Sofort haftete mein Blick auf ihm, wollte ihn nicht loslassen, freute sich auf einen möglichen Kampf, blieb aber unerwiedert.
Luis würdigte mich nämlich keines Blickes, er sah jeden Schüler einschüchternd an, nur mich ignorierte er gefliessentlich, als wäre ich gar nicht anwesend und dann stellte er sich genau in die gegenüberliegende Ecke, den Platz im Raum, der am weitesten von mir entfernt war.

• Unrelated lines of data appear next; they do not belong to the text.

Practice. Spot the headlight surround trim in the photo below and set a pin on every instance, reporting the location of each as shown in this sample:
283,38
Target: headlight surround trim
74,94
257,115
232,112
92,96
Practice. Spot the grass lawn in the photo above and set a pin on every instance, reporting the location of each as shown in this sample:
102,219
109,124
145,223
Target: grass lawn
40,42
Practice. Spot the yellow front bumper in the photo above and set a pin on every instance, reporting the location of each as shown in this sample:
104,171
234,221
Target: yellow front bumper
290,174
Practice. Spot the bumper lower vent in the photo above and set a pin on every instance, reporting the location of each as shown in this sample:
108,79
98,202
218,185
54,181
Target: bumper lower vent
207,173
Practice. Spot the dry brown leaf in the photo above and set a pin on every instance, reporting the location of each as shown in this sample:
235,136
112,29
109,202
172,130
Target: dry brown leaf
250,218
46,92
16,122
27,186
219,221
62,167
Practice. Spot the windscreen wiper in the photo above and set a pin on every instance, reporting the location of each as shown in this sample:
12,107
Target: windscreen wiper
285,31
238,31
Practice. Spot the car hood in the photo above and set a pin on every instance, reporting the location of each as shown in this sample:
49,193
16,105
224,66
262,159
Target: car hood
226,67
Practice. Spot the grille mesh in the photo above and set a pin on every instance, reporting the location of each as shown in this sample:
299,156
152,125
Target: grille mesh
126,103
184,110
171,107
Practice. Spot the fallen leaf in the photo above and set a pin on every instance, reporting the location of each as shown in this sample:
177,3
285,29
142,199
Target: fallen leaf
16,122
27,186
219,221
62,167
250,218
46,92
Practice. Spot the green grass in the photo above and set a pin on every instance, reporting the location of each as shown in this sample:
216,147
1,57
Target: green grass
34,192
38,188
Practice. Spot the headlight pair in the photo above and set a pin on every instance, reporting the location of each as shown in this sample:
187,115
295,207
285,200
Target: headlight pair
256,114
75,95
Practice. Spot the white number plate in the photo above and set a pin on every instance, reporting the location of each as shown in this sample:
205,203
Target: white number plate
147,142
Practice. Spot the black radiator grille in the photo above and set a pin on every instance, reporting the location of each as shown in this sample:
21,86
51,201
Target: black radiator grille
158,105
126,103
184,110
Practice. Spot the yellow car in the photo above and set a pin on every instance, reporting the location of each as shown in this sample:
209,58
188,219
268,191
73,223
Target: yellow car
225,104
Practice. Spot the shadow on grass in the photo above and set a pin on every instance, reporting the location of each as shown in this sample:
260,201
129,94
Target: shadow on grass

Möglichst ruhig atmete ich tief ein und aus. Das war kein Problem für mich, wir waren schon seit Monaten geschieden und er würde mir im Kampf wahrscheinlich nicht einmal begegnen.
Alles, was ich tun musste, war, mich auf den bevorstehenden Kampf zu konzentrieren und das konnte ich, das hatte ich schon oft trotz tausender, nerviger Gedanken gemacht.
Die Schüler standen sich mit diversen, kampfbereit vor sich gestreckten Waffen gegenüber wie zwei Fronten in einem hoffentlich nie wieder eintretenden Krieg. Kalvin stand dazwischen, ein abwartendes Lächeln auf den Lippen.
Er hob die Hand nach vorne und die Luft schien unter der Anspannung zu vibrieren, während die Zeit sich bemühte, langsamer abzulaufen.
Vor mir stand ein breiter, gut gebauter Junge mit einem messerscharfen Grinsen und einem Kurzschwert in der Hand, mein erster Gegner.
Im nächsten Moment hob Kalvin die Hand in die Höhe.Dann ging es los.
Die beiden Fronten prallten aufeinander und das Klirren der Waffen übertönte alle menschlichen Geräusche.